Sea Water Drinking Experiments (see expanded document in Appendix 3)
The sea water experiments were approved by Dr. Becker-Freyseng (a former assistant of Dr. Strughold’s several years before the experiments took place) and conducted by Dr. Beiglboeck (from the Department of Aviation Medicine in the Surgeon General’s Office of the Air Force). Both were not from Dr. Strughold’s Institute at the time of the experiments. Dr. Schaefer (from the Medical Experimental and Instructional Division in Jueterbog) was under Dr.
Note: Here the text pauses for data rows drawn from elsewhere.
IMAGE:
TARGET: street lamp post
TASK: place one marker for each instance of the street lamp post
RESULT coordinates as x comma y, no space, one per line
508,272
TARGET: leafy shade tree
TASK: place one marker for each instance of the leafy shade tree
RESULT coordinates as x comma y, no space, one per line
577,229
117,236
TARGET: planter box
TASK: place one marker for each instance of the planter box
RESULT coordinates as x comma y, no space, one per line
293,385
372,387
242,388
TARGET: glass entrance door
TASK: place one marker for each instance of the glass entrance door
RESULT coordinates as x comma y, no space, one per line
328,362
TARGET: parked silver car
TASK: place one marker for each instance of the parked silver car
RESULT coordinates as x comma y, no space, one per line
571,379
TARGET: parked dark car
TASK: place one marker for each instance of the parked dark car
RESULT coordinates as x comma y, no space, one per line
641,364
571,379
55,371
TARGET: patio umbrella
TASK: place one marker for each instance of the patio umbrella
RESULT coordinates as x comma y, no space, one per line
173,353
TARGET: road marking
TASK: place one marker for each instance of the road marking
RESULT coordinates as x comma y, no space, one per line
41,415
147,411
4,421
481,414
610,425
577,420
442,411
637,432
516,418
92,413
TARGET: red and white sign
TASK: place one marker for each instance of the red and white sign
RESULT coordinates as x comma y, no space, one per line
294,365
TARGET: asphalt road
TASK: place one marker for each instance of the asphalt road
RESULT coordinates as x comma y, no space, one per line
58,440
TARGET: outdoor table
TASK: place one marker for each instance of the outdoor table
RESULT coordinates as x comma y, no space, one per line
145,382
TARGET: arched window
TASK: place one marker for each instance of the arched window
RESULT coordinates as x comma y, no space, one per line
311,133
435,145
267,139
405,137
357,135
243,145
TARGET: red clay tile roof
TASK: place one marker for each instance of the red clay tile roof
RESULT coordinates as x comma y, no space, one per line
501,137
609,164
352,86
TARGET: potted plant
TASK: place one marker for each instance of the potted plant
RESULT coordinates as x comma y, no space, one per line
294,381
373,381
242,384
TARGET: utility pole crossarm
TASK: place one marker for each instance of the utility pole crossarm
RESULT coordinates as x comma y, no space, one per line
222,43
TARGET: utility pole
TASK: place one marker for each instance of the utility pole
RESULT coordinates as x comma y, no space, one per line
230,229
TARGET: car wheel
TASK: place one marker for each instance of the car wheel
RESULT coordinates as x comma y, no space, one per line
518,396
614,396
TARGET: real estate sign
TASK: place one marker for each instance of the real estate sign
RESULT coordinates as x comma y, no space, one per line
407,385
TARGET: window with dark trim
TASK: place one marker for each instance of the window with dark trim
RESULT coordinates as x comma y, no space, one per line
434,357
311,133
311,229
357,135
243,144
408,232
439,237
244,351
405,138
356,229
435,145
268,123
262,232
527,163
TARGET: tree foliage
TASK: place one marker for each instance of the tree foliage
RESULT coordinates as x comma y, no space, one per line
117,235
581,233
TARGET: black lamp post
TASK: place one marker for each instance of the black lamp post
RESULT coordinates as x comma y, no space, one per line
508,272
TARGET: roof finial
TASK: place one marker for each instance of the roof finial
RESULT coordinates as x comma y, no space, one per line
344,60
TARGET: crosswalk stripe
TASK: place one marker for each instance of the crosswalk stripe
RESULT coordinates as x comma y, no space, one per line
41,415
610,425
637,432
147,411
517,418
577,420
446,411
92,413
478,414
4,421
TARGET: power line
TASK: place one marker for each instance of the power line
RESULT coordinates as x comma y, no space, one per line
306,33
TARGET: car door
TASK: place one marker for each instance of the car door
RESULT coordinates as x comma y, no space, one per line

Strughold earlier in the war, but was detached by order of the Surgeon General of the Air Force (Dr. Schroeder, who had replaced Dr. Hippke) to work on the sea water experiments because of his expertise in making sea water drinkable using silver. He attended a planning meeting on the experiments in May 1944 at the German Air Ministry. At the Nuremberg Trials, Dr. Schaefer testified that he opposed the experiments, but was threatened that his behavior would be considered an act of sabotage (10: pages 77-78 and page 166).
The 40 designated test-subjects were brought specifically for this experiment from the Buchenwald concentration camp. They were transferred to Dachau with the prospect of an improvement in their conditions. The tests were designed to last for 12 days, but were canceled in many instances when health problems occurred in test subjects after less than a week. There were no deaths among in the prolonged exposure to salt water experiments, but serious complications and injuries did occur (14, 31). Because of the torturous, unethical character of the experiments, Dr. Schroeder was convicted and sentenced to life imprisonment at the Nuremberg Trials, Dr. Becker-Freyseng was convicted and sentenced to 20 years, and Dr. Beiglboeck was convicted and sentenced to 15 years. Dr. Schaefer was acquitted.